Traditional union organizing is notoriously difficult with contingent workers. Organized labor’s strongest power over employers is workers’ ability to go on strike and stop production. If freelancers try that on their own, the employer will simply hire someone else. That they have neither a common location nor a collective workforce are also barriers to organizing collectively.
The Writers’ Guild of America, a union of TV and movie screenwriters, has successfully organized freelancers, winning elections and creating collective-bargaining agreements at studios. In July, it won company-paid health benefits, paid vacation, and a minimum salary for writers at two New York reality-show studios. But its 4,000 members’ status is much closer to permanent workers than most freelancers are. They usually work on long-term contracts, typically three or four years, and have "professional relationships and solidarity among themselves," says Justin Molito, the director of organizing with the Writers’ Guild of America East.
"This is a long-term movement to aid those who’ve fallen through the cracks," Molito says. "As other industries become more freelance, the labor movement has to develop strategies to create organizations that provide protections and make improvements." Those strategies include "building a long-term movement, raising standards across the board, trying to organize an entire industry."
The Freelancers’ Union’s leader, Sara Horowitz, has largely abandoned the traditional union model, to the point where the organization might be more accurately described as a service and lobbying group than a labor union. Permanent workers are losing security and benefits, she says, so why should freelancers expect them?

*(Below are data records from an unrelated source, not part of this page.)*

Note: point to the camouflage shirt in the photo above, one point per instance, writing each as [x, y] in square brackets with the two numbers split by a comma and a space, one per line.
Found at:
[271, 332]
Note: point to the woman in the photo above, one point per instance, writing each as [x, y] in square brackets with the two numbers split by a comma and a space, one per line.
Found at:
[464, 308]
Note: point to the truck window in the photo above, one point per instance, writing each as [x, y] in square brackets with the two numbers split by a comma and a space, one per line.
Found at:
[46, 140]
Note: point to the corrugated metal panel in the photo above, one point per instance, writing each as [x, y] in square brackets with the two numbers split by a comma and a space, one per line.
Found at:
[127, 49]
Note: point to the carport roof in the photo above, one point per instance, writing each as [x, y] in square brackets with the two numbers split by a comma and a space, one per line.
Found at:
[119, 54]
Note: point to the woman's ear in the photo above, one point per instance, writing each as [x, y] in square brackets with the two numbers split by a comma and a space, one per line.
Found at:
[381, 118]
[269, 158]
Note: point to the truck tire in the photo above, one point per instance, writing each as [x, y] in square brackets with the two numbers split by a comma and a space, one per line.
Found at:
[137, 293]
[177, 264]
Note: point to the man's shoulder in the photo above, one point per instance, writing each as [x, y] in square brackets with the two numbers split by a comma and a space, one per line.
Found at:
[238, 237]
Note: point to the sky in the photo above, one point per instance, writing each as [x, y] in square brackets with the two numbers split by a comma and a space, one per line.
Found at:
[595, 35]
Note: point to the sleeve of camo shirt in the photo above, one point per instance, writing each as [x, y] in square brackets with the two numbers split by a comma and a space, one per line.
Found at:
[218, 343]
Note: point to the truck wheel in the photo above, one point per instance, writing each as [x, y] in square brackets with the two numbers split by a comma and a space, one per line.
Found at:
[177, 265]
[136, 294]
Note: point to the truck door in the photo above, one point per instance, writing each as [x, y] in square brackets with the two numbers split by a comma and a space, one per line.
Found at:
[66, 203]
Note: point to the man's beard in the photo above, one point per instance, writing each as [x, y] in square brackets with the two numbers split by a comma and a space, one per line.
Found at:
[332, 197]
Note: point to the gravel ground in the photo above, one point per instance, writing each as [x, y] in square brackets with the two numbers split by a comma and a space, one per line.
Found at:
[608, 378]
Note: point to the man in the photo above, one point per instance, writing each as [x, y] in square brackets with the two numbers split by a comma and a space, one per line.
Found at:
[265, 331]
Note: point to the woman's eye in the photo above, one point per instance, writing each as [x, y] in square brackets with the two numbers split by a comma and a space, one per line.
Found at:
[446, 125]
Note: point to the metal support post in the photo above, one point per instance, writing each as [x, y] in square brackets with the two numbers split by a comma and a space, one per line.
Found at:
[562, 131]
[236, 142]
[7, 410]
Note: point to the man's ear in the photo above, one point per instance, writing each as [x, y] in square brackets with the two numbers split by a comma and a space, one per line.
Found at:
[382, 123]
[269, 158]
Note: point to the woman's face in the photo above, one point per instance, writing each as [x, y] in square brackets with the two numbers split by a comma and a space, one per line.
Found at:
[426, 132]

"I exist in reality," she says. "The first step is to admit that something’s changed."
Instead, she touts what she calls the "new mutualism," freelancers banding together on the principles of "affinity and solidarity," such as networking and organizing cooperatives to buy food and health insurance. (The group sells nonprofit health insurance to 23,000 members in New York, and plans to expand that to New Jersey and Oregon in 2014, when the Obamacare insurance exchanges open.)

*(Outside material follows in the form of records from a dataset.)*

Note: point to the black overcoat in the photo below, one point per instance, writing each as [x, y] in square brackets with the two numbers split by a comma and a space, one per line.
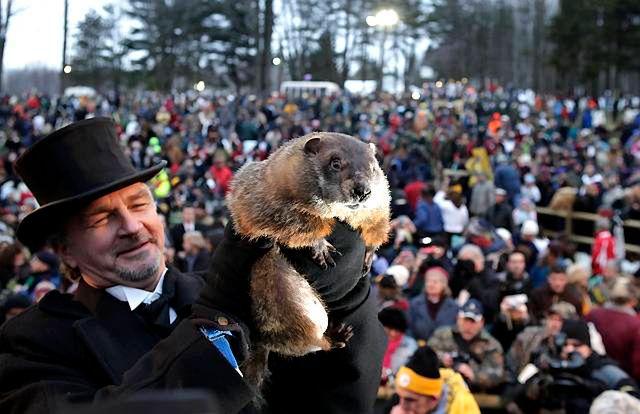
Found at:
[91, 347]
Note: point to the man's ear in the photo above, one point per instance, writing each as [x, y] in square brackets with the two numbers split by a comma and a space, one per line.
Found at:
[62, 250]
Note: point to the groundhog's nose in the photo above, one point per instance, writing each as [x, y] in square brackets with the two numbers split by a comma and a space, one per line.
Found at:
[361, 191]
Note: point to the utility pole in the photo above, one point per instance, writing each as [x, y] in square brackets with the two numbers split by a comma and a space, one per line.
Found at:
[64, 47]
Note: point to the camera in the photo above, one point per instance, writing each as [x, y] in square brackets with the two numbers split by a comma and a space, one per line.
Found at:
[459, 358]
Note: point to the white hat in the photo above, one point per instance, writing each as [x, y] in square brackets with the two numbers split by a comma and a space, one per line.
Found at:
[399, 273]
[504, 233]
[529, 228]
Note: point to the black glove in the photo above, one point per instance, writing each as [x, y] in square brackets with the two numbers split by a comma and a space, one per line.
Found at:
[229, 276]
[342, 287]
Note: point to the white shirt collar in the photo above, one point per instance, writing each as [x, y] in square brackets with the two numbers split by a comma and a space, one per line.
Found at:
[134, 296]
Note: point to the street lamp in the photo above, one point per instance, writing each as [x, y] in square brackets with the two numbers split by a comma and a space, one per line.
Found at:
[385, 18]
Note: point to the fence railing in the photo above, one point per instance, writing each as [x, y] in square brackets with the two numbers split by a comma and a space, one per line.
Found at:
[569, 216]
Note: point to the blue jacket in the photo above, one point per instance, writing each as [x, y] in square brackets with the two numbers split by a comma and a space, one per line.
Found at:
[428, 217]
[421, 326]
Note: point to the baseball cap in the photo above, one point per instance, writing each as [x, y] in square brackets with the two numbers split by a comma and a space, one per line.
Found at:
[472, 309]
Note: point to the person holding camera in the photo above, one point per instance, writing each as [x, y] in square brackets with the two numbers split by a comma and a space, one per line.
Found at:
[571, 375]
[470, 350]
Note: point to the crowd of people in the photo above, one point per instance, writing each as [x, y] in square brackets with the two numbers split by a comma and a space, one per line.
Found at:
[474, 280]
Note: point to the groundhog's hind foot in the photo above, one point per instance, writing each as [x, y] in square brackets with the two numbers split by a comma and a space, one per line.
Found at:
[321, 254]
[338, 335]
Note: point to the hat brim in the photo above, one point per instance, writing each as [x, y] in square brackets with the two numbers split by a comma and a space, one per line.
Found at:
[35, 228]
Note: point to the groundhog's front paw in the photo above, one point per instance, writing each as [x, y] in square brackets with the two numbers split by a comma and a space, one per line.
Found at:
[339, 335]
[322, 252]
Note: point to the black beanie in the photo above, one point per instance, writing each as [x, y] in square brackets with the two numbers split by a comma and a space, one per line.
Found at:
[393, 318]
[425, 363]
[577, 329]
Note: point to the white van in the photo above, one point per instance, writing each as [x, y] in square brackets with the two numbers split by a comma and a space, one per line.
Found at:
[296, 89]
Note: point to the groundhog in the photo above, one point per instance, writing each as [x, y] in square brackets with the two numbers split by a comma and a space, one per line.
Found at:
[295, 197]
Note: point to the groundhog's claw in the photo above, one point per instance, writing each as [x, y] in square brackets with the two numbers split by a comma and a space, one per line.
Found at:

But how is any of that going to help get freelancers paid sick days? "Good luck with that," she answers.
Organized freelancers "will be able to make the freelance economy work even better," she explains in an e-mail, "by influencing the freelance labor market, by continuing to improve the laws that affect freelancers (i.e., passing legislation to give freelancers recourse when they are stiffed) and by continuing to give freelancers opportunities to work together." On the other hand, she says the Freelancers Union will not be able on its own to "reverse larger economic trends" like declining wages in the media industry.

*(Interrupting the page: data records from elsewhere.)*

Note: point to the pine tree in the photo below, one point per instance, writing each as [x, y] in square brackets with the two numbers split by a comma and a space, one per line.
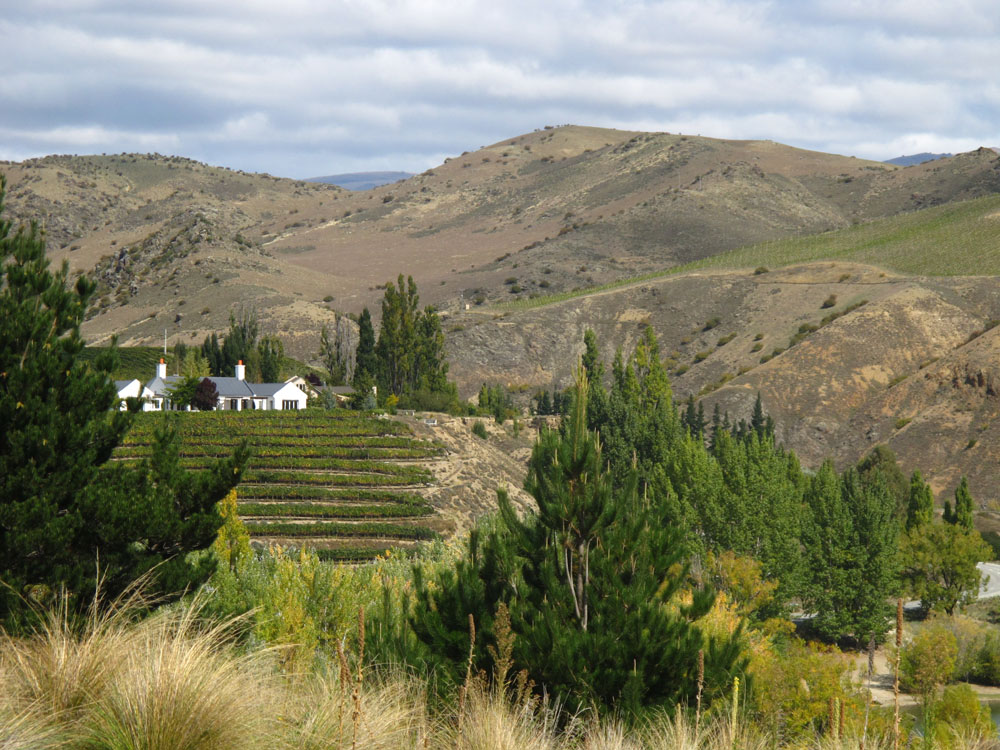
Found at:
[920, 508]
[67, 515]
[964, 507]
[331, 356]
[365, 360]
[850, 542]
[587, 579]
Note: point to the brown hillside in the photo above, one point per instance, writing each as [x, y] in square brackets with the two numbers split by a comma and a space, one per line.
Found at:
[910, 367]
[176, 244]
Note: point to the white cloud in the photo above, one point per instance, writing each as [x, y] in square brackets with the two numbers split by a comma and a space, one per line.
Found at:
[314, 85]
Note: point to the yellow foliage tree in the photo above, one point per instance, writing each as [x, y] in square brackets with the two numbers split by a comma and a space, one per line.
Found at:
[232, 545]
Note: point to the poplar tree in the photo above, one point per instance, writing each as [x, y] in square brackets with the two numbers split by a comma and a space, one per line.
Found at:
[920, 508]
[593, 583]
[68, 517]
[850, 540]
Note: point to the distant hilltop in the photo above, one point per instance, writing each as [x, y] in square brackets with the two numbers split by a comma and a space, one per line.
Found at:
[362, 180]
[909, 161]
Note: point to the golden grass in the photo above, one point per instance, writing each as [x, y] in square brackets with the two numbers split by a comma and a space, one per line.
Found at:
[175, 682]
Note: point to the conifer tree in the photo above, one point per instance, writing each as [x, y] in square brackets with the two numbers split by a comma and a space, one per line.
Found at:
[365, 355]
[587, 579]
[963, 514]
[920, 508]
[850, 541]
[67, 516]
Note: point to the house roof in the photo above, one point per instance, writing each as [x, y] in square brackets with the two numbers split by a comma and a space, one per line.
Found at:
[267, 389]
[232, 387]
[160, 386]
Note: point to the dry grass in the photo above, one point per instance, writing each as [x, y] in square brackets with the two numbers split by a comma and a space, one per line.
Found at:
[173, 682]
[181, 687]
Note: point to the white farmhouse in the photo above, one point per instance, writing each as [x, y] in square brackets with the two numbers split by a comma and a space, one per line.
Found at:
[235, 393]
[133, 389]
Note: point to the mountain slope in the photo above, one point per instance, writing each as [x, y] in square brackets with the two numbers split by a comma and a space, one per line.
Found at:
[895, 359]
[177, 244]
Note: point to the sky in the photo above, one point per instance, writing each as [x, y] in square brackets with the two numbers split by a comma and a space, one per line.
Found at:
[302, 88]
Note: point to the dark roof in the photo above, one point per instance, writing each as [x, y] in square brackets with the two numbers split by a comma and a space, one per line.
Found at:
[266, 389]
[232, 387]
[160, 386]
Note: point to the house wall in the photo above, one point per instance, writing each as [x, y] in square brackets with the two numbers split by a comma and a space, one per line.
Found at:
[288, 393]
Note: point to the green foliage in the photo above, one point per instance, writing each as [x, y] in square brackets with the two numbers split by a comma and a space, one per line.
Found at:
[964, 513]
[593, 583]
[928, 660]
[793, 688]
[182, 393]
[232, 544]
[960, 713]
[332, 353]
[365, 361]
[67, 515]
[206, 395]
[920, 507]
[850, 543]
[410, 349]
[881, 465]
[926, 663]
[496, 400]
[939, 564]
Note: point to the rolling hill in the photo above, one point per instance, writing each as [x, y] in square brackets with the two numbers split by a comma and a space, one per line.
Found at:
[177, 244]
[857, 297]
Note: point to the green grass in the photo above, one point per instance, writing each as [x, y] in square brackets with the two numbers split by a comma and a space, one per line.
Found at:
[324, 510]
[336, 529]
[315, 465]
[956, 239]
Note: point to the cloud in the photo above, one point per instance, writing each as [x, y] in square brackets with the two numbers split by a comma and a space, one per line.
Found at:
[307, 86]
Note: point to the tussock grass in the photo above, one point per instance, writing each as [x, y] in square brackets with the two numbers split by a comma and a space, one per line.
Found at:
[176, 682]
[181, 687]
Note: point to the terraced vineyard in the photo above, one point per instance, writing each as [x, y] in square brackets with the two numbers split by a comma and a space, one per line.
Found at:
[343, 483]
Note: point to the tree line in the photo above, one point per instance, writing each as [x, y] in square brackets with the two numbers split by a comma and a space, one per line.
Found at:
[635, 499]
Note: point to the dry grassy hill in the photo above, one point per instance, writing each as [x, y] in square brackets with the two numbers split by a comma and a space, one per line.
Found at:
[844, 356]
[176, 244]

Workers should speak out about abuses, says Johansson. The bad publicity created by "shining a light on working conditions for large companies" such as Walmart and Amazon might help hold them accountable for how subcontractors and their workers are treated.
Legally, she says, "just enforcing the law" against misclassification would help. In June, the National Labor Relations Board ruled that the 350 taxi drivers at Baltimore-Washington International Airport had been wrongly classified as independent contractors. Their employer, which has an exclusive contract for taxi service at the airport, is appealing the decision.
Senator Tom Harkin (D-IA) and Rep. Lynn Woolsey (D-CA) have introduced bills to tighten the definition of an independent contractor.
Still, trying to improve conditions for freelancers and contingent workers is difficult in an economic system that has been vampirizing workers’ rights and incomes for a generation.
"The social contract that was part of American society for many years is dead," says Richard Greenwald, a sociologist and professor at Brooklyn’s St. Joseph’s College. "We need to have a serious conversation about who’s winning and who’s not winning."
The cutthroats can survive in this new world, he says, but "the rest of society is suffering."